Diverses sources médiatiques au Nigeria ont confirmé à notre correspondant la libération du P. Ajayi, sans fournir plus de détails, notamment si une rançon a été payée ou non pour assurer sa libération en toute sécurité. Les médias nigérians ont également rapporté la libération du prêtre catholique nigérian, Channels Television indiquant qu’« une source familiale » avait confirmé la nouvelle à la chaîne de télévision d’information et de médias basée à Lagos le 9 décembre. « Ce n’est pas encore clair si une rançon a été payée », a rapporté la chaîne de télévision nigériane.

Quelques jours après le P. L’enlèvement d’Ajayi a été signalé alors qu’il revenait d’Ikere, une ville de l’État d’Ekiti, à la paroisse St. Peter Claver du diocèse d’Ondo, le responsable de la communication du diocèse catholique nigérian a déclaré à ACI Afrique : « Rien n’a vraiment été confirmé pour le moment, à part le demande de rançon. Le diocèse travaille avec la police sur la question.

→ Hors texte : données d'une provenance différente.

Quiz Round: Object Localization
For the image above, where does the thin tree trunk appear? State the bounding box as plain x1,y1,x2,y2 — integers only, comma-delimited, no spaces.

Fr. Samuel Job a ajouté lors de l’interview du 8 décembre : « Il y a déjà eu une demande mais elle n’est pas rendue publique pour des raisons de sécurité. Nous ne voulons pas intensifier les spéculations sur les réseaux sociaux pour donner un avantage aux supposés ravisseurs.

Dans une déclaration partagée avec ACI Afrique le 8 décembre et mise à la disposition du correspondant de RECOWACERAO NEWS AGENCY, basée à Lagos, la capitale commerciale du Nigeria, le secrétaire du diocèse d’Ondo, a confirmé l’enlèvement et a déclaré que les ravisseurs « faisaient des demandes ».

Fr. Les ravisseurs d’Ajayi « lui ont fait appeler deux prêtres du diocèse vers 23 h 30. le même jour pour les informer de son enlèvement », Victor Ibiyemi a déclaré en référence aux événements du 6 décembre.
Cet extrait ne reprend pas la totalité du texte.